Scharff-Goldhaber was an active member of the American Physical Society (APS). She participated in committees devoted to the status of women in physics and pre-college physics education. She reached early career scientists, both men and women. Rosalyn Sussman Yalow, who was awarded the 1977 Nobel Prize in Physiology or Medicine thanked Scharff-Goldhaber "for support and encouragement."

Due to retirement laws of the time, she officially ended her employment in 1977, but continued to work unpaid until 1988.

== Research ==

Goldhaber studied neutron-proton and neutron-nucleus reaction cross sections in 1941, and gamma radiation emission and absorption by nuclei in 1942. Around this time she also observed that spontaneous nuclear fission is accompanied by the release of neutrons — a result that had been theorized earlier but had yet to be shown. Her work with spontaneous nuclear fission was classified during the war, and was only published after the war ended in 1946.
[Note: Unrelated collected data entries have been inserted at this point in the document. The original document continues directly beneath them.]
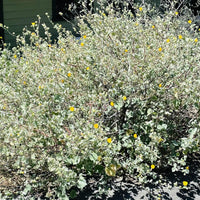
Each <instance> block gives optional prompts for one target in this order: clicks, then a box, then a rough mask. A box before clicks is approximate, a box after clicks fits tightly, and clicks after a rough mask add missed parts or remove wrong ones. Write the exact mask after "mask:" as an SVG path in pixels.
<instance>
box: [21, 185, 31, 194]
mask: <svg viewBox="0 0 200 200" xmlns="http://www.w3.org/2000/svg"><path fill="white" fill-rule="evenodd" d="M31 188H32V187H31V185H30V184H28V185H26V187H25V189H24V191H23V195H27V193H28V192H29V191H31Z"/></svg>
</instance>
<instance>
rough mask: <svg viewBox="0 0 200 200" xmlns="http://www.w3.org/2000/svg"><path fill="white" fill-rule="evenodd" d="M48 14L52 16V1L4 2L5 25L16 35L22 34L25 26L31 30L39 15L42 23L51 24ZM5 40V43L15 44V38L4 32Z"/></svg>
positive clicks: (14, 37) (9, 1) (4, 24)
mask: <svg viewBox="0 0 200 200" xmlns="http://www.w3.org/2000/svg"><path fill="white" fill-rule="evenodd" d="M46 12H47V13H49V15H50V16H51V15H52V0H3V14H4V16H3V17H4V25H6V26H8V27H9V31H10V32H11V33H12V32H15V33H16V35H18V34H21V33H22V29H23V28H24V27H25V26H27V27H29V28H30V25H31V23H32V22H34V21H36V20H37V15H40V16H41V17H42V22H45V23H47V24H49V21H48V19H47V17H46V16H45V13H46ZM4 39H5V42H9V43H11V44H14V43H15V37H13V36H11V35H10V34H9V33H8V32H7V31H5V32H4Z"/></svg>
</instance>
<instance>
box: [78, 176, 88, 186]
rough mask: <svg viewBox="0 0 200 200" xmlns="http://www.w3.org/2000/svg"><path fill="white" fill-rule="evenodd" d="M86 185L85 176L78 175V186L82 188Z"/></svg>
mask: <svg viewBox="0 0 200 200" xmlns="http://www.w3.org/2000/svg"><path fill="white" fill-rule="evenodd" d="M86 185H87V182H86V180H85V178H84V177H83V176H82V174H80V175H79V180H78V188H79V189H81V190H82V189H83V188H84V187H85V186H86Z"/></svg>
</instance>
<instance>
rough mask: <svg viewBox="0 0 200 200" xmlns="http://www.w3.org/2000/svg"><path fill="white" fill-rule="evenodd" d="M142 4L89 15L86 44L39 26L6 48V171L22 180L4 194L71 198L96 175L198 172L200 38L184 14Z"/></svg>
mask: <svg viewBox="0 0 200 200" xmlns="http://www.w3.org/2000/svg"><path fill="white" fill-rule="evenodd" d="M135 10H136V16H137V17H136V18H135V17H134V16H133V14H132V13H130V12H129V11H128V10H126V9H125V10H124V12H123V14H119V13H116V12H115V11H114V10H113V9H112V6H108V7H107V8H106V13H107V14H105V13H103V12H99V13H93V14H88V15H86V16H82V17H80V19H79V27H80V33H81V36H82V37H81V39H80V40H76V39H75V38H74V36H73V35H72V34H70V32H69V31H67V30H65V29H63V28H62V27H61V25H58V24H55V25H54V28H55V29H56V30H57V31H58V38H57V42H56V43H53V42H52V41H51V35H50V33H49V32H48V27H46V26H45V24H43V27H44V29H45V33H46V36H47V37H46V38H41V37H40V35H39V28H38V26H39V24H37V23H33V24H32V25H31V28H30V30H25V31H24V32H23V34H22V35H21V36H18V37H17V41H18V46H17V47H15V48H13V49H12V50H8V49H6V48H5V49H4V50H3V51H2V55H1V57H0V63H1V68H0V73H1V79H0V88H1V90H0V105H1V115H0V119H1V120H0V123H1V138H0V139H1V143H0V147H1V148H0V149H1V153H0V158H1V167H2V169H4V170H5V171H7V172H9V171H12V173H13V174H15V175H17V176H19V177H20V179H21V185H20V188H17V189H16V188H14V189H13V188H12V189H10V190H8V191H7V192H5V191H4V193H6V194H7V195H9V194H10V195H14V194H17V195H20V196H21V197H23V196H32V197H34V198H36V197H39V196H40V195H45V196H46V197H47V198H51V199H53V198H59V199H67V198H68V197H67V196H66V191H69V190H70V189H71V188H73V187H74V186H75V187H78V188H80V189H83V188H84V187H85V186H86V185H87V179H86V177H87V176H99V177H102V180H103V181H106V180H108V177H115V176H123V175H124V174H128V175H129V176H134V178H136V179H138V180H139V181H140V182H141V183H148V182H154V183H160V180H159V179H157V174H158V171H159V169H163V168H169V167H170V168H171V169H172V171H182V172H183V173H188V172H189V170H188V168H187V169H186V160H187V156H188V155H189V154H193V153H195V152H198V151H199V141H200V134H199V124H200V122H199V106H200V104H199V98H200V96H199V92H198V91H199V89H200V84H199V83H200V82H199V58H200V57H199V55H200V54H199V41H198V38H199V34H198V33H196V32H193V33H192V32H191V31H192V30H193V28H194V25H193V23H192V22H191V23H190V22H189V21H188V20H190V18H188V19H187V21H185V18H179V17H178V16H177V13H176V11H175V10H170V11H169V12H168V13H167V14H164V15H162V16H160V15H159V14H156V15H154V13H155V10H153V9H151V8H150V6H148V5H146V4H145V5H143V6H141V7H139V6H137V5H136V7H135ZM149 13H151V15H149ZM191 19H192V18H191ZM191 21H192V20H191ZM183 24H184V26H183ZM185 24H186V25H185ZM27 38H29V40H30V43H27V42H26V41H27Z"/></svg>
In 1948, the Goldhabers devised an experiment to confirm that beta particles were identical to the electron based on the Pauli exclusion principle.

In the 1950s, Scharff-Goldhaber research on nuclei helped resolved inconsistencies between the liquid drop model the nuclear shell model and connected the two approaches. She also measured the energy of excited nuclei as a function of neutron number, demonstrating that shell structure influenced the energy, with maxima at the magic numbers. She tied anomalies in this relation to different shapes of the nuclei. Her theory became known as the variable moment of inertia (VMI) model which tied the shape of nuclei to their spectrum.
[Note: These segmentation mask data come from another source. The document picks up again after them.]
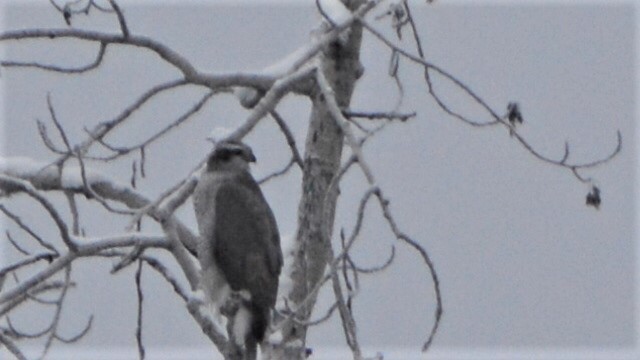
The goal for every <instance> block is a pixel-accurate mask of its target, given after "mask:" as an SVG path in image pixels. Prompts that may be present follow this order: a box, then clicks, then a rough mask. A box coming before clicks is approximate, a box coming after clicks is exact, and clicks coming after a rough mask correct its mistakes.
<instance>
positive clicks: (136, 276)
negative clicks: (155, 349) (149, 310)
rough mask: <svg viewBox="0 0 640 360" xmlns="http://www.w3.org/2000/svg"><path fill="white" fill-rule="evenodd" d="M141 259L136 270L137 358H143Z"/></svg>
mask: <svg viewBox="0 0 640 360" xmlns="http://www.w3.org/2000/svg"><path fill="white" fill-rule="evenodd" d="M142 264H143V262H142V260H141V259H140V260H138V269H137V270H136V276H135V281H136V294H137V295H138V317H137V324H136V344H137V346H138V358H139V359H140V360H144V353H145V351H144V345H143V344H142V300H143V298H144V296H143V294H142V284H141V280H140V278H141V275H142Z"/></svg>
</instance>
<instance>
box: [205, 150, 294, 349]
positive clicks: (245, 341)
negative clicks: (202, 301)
mask: <svg viewBox="0 0 640 360" xmlns="http://www.w3.org/2000/svg"><path fill="white" fill-rule="evenodd" d="M255 161H256V158H255V156H254V155H253V152H252V150H251V148H250V147H248V146H247V145H245V144H243V143H241V142H238V141H224V142H220V143H218V144H216V146H215V148H214V150H213V152H212V153H211V154H210V155H209V158H208V160H207V165H206V169H205V170H204V172H203V173H202V175H201V177H200V179H199V181H198V185H197V187H196V189H195V191H194V195H193V196H194V199H193V200H194V201H193V202H194V208H195V213H196V218H197V221H198V228H199V230H200V243H199V246H198V259H199V261H200V265H201V267H202V282H201V287H202V288H203V290H204V292H205V296H206V297H207V300H209V301H211V302H212V303H213V304H214V307H215V308H216V309H217V311H218V314H219V312H220V307H223V306H224V305H225V302H226V301H227V299H228V298H229V296H230V295H231V294H232V293H233V294H236V295H238V296H239V298H240V307H239V309H238V311H237V312H236V314H235V317H234V319H233V320H234V326H233V329H232V332H233V333H232V334H230V335H233V337H234V338H235V340H236V344H237V345H239V346H241V347H242V346H244V348H245V354H253V355H247V356H246V358H255V354H256V349H257V344H259V343H260V342H262V340H263V339H264V336H265V332H266V329H267V327H268V326H269V320H270V317H271V311H272V309H273V307H274V306H275V302H276V298H277V292H278V277H279V275H280V271H281V268H282V250H281V248H280V236H279V233H278V227H277V224H276V220H275V217H274V216H273V212H272V211H271V208H270V207H269V205H268V204H267V201H266V200H265V198H264V195H263V194H262V192H261V191H260V187H259V186H258V184H257V183H256V181H255V180H254V179H253V177H252V176H251V174H250V172H249V163H251V162H255Z"/></svg>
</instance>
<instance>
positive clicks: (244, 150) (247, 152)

Before computer graphics, she produced one of the earliest 3D plots of the table of nuclides, by gluing vertical rods of length proportional to the lowest excitation energy of a physical board.

==Awards and honors==
- 1947 — elected as a fellow of the American Physical Society
- 1972 — elected to National Academy of Sciences (the third female physicist to be so honored)
- 1982 — Long Island Achiever's Award in Science
- 1984 — Phi Beta Kappa visiting scholar
- 1990 — Outstanding Woman Scientist Award from the New York Chapter of the Association for Women Scientists
In 2001, Brookhaven National Laboratory created the Gertrude and Maurice Goldhaber Distinguished Fellowships in her honor. These prestigious Fellowships are awarded to early-career scientists with exceptional talent and credentials who have a strong desire for independent research at the frontiers of their fields.